Moebius The Cobalt, Vancouver BC, August 22
Photo: Alan Ranta
5
The legend of Dieter Moebius precedes him. A member of such groundbreaking and influential Krautrock and kosmische musik projects as Cluster and Harmonia, and collaborator with the likes of Brian Eno, Conny Plank, and Mani Neumeier, he has nothing left to prove.

This show itself was kind of an afterthought. Moebius and his wife were planning to check out the Rocky Mountains in an RV, so he figured he'd booked a show while he was in the area; it was his only performance in North America this summer.

Unfortunately, armed only with a Pioneer CDJ, Roland SP-404 sampler, and a Behringer mixer, rather than a series of patch-cabled modular monstrosities with which one would picture him, Moebius's set here wasn't all that mind-blowing. He mostly worked the sampler, dicing up odd sounds to ornament sluggish, industrial beats, which were likely played unaltered from the CDJ. The relentless beats would stay unchanged throughout, becoming more of a texture than the focus, like dance-drone.

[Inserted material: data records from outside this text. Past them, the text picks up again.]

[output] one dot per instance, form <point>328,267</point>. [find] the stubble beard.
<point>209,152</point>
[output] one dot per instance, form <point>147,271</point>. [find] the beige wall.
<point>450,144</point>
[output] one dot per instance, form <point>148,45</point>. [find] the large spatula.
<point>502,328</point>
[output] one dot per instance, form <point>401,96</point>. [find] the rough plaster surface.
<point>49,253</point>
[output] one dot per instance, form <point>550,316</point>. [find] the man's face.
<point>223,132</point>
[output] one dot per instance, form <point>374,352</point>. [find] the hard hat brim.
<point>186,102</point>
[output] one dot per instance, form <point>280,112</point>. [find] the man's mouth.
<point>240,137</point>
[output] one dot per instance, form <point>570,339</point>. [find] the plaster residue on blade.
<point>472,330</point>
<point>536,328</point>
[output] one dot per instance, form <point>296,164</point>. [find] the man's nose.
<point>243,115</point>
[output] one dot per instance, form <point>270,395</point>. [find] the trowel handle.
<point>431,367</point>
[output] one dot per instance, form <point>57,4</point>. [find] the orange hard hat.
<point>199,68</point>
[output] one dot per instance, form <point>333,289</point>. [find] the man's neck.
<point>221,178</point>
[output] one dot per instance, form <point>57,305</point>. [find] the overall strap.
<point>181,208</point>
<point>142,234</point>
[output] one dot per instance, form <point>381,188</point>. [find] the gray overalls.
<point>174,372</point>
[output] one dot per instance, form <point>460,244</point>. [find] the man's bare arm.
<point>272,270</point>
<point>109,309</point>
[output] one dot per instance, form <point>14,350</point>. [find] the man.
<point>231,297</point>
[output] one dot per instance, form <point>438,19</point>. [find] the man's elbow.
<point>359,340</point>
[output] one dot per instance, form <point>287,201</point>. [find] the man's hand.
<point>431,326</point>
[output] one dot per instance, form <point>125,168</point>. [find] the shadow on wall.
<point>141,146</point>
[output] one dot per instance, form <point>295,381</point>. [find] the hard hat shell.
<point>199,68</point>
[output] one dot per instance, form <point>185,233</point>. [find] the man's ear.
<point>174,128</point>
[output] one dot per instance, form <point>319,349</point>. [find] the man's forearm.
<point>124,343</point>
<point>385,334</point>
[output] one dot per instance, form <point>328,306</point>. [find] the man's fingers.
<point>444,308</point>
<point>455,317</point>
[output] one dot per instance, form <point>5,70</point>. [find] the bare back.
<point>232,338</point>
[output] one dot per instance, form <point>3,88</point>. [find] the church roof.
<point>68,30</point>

It was a little clunky at times, certainly not what one expects after so many contemporary EDM shows, where the emphasis is on crisp beats and smooth transitions. His sampler tweaks would go a little off the rails here and there, and the pieces would end with him either stopping them cold or fading out the beat. Occasionally, certain sample sets would pique interest, particularly in more organic sounding, less bass-heavy sections near the end of his set, but it was hard to tell what exactly he was doing to make it all happen.

However, though the legend is closing in on his 70th birthday, the joy of music was clearly still in him. Moebius perpetually tapped his toe or popped his knee with the beat, working up to a subtle head wiggle when he was feeling it. He would glance up with a gentlemanly smile between songs, nodding graciously to the crowd before taking a swig from a Steam Whistle pilsner. He seemed genuine and humble, and the crowd adored him. He deserved, and received, respect.